What set me down this sad nostalgic path to the past was a calendar reminder on my phone that today is the 14th birthday or anniversary of this Weekends in Paradelle blog. That’s almost as hard to grasp as how many years it has been since I was 14.
Weekends in Paradelle started July 30, 2008. I was still toiling full-time in the fields of academia. Actually, I had recently changed jobs moving from one college to another college to direct a writing initiative that was a five-year federal grant. I thought then that the grant would carry me to a point where I might consider retirement from classrooms and campuses, but the end of that grant didn’t mean retirement. But that’s a different story.
As you can read in the first post on this blog, I intended this to be a place for things that didn’t fit on other blogs I was using. More personal, I suppose. It took a month to two to find its place.
The”paradelle” part comes from an invented poetry form – part villanelle, part parody. It is a form I have tried my hand at writing. rather difficult.
The “weekends” was my idea of controlling the posting and limiting myself to Saturdays, Sundays, and sometimes Friday nights. I’ve stayed with that except for the occasional celestial observation that occurs during the week. A Full Moon on Wednesday will get a midweek post.
“Memory is partly fact, partly fumes,” writes Norman Lock in A Fugitive from Walden Pond. I picked up that novel at one of the local leave-a-book-take-a-book Little Libraries in my neighborhood. It was the title that hooked me, since I have been a Walden fan since I read that book the summer I was 14. That’s just one of those many synchronicities.
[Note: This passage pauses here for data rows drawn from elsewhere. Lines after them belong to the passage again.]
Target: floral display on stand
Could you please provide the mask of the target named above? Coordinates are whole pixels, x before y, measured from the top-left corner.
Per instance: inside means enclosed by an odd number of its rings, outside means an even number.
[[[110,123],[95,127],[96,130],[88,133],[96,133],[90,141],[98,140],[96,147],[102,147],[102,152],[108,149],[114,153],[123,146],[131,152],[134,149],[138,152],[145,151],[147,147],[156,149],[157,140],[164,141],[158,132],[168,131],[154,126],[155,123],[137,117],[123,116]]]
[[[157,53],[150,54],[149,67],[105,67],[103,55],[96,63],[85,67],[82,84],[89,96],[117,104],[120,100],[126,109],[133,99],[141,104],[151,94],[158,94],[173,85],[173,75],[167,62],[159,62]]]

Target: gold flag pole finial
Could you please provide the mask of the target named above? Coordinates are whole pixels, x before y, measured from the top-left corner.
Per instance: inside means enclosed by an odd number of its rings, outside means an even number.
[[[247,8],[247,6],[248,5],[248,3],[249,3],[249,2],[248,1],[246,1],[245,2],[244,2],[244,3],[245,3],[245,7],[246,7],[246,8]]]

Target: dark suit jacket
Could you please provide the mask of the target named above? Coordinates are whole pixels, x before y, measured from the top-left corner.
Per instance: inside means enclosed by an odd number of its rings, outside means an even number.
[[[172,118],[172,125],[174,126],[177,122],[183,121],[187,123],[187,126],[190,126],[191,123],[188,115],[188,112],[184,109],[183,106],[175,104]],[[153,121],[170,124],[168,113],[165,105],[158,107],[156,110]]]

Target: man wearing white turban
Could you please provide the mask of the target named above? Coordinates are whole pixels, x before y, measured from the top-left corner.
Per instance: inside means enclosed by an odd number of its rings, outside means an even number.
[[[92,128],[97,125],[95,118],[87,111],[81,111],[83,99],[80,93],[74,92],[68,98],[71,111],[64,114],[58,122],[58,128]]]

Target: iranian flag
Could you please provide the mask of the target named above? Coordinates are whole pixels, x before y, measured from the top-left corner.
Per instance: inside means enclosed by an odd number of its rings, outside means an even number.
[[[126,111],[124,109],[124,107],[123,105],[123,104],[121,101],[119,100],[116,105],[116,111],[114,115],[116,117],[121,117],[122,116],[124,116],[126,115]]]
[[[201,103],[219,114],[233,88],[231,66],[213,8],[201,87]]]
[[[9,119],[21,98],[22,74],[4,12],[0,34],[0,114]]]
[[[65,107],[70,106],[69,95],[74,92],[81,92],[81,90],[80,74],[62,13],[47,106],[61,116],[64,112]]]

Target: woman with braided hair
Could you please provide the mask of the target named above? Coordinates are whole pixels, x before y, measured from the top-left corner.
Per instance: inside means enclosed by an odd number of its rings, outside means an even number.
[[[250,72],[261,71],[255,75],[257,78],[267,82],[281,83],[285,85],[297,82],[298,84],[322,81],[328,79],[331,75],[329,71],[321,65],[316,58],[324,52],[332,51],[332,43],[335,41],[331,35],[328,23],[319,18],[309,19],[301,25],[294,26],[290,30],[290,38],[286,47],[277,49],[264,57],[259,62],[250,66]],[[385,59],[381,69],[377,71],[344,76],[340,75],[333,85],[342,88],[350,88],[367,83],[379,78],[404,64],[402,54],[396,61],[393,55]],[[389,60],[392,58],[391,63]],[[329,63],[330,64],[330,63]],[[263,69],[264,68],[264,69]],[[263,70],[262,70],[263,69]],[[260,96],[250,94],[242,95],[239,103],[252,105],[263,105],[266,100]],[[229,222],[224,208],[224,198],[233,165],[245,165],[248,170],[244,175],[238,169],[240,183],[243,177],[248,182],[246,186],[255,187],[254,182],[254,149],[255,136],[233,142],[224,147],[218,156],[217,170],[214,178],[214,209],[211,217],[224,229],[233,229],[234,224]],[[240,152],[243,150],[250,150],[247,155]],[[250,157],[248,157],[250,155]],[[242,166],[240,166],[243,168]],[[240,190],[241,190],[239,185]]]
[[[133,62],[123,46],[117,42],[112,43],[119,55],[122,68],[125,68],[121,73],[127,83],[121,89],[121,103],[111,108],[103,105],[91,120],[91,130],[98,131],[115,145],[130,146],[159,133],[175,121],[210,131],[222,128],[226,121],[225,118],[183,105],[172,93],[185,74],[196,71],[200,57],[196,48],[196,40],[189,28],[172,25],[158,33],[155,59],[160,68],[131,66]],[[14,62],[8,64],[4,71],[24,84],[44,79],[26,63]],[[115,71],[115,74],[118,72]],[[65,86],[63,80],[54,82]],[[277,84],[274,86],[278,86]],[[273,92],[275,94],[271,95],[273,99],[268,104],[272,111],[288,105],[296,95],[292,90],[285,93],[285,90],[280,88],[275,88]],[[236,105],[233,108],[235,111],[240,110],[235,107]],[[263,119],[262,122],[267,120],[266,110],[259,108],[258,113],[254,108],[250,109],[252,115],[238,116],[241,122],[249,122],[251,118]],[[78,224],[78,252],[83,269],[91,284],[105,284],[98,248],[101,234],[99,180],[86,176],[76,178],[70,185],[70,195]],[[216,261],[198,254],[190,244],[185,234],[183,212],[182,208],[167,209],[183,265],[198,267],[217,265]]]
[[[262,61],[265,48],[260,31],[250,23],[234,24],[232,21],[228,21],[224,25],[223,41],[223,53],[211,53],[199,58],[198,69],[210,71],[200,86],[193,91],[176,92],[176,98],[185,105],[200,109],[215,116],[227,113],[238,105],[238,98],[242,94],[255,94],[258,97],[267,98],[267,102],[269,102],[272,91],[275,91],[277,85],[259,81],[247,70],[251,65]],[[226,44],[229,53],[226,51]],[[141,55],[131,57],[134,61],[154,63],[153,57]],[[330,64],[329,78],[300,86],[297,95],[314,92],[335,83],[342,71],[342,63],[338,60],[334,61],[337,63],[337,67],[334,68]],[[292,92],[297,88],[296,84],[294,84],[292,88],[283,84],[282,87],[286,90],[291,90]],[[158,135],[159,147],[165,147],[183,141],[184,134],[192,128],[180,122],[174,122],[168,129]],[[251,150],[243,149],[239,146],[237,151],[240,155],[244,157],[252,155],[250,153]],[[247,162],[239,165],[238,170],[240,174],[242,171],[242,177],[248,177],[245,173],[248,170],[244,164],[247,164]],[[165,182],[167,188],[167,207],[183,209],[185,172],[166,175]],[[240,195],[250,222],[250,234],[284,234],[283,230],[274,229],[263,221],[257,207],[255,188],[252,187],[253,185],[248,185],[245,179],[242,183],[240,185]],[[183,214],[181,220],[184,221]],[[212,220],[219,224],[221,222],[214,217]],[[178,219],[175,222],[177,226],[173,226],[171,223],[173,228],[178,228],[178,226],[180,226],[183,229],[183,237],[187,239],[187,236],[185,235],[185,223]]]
I didn’t know it was the fourth book in Lock’s historical novel series. It is about a slave, Samuel Long, who escapes from Virginia, and travels the Underground Railroad to Massachusetts. In Walden Woods, he meets Henry David Thoreau, Ralph Waldo Emerson, Nathaniel Hawthorne, William Lloyd Garrison, and other transcendentalists and abolitionists. Having made my own journey a few years ago to Walden and encountered all those characters via their homes, books, and graves, I enjoyed the read.
But is memory “partly fact, partly fumes”? Perhaps. I’ve read in several places that our memories change every time we access them. Some of the recollection is fact and i suppose you could call the rest “fumes” from those facts. Fume is an odd word to choose since it is defined as “a smoke, vapor, or gas especially when irritating or offensive.” It goes back to Latin fūmus “smoke” and it shows up in fumigate and the verb form is to be in a state of excited irritation or anger.
Happily, most of my memories are not irritating or offensive. They are partly fact and possibly partly hazy, as through smoke, and not as clear as they once were to me.
I begin another year in Paradelle, my weekend getaway. The weather is excellent today. Clear and not too hot or humid. My 2-year-old granddaughter is her on an overnighter visit. We walked to the Little Library up the block and she found a book she wanted to bring home. She had her sippy cup, we read the book, and now she’s napping as I type. This memory is all fact and partly perfumed by her.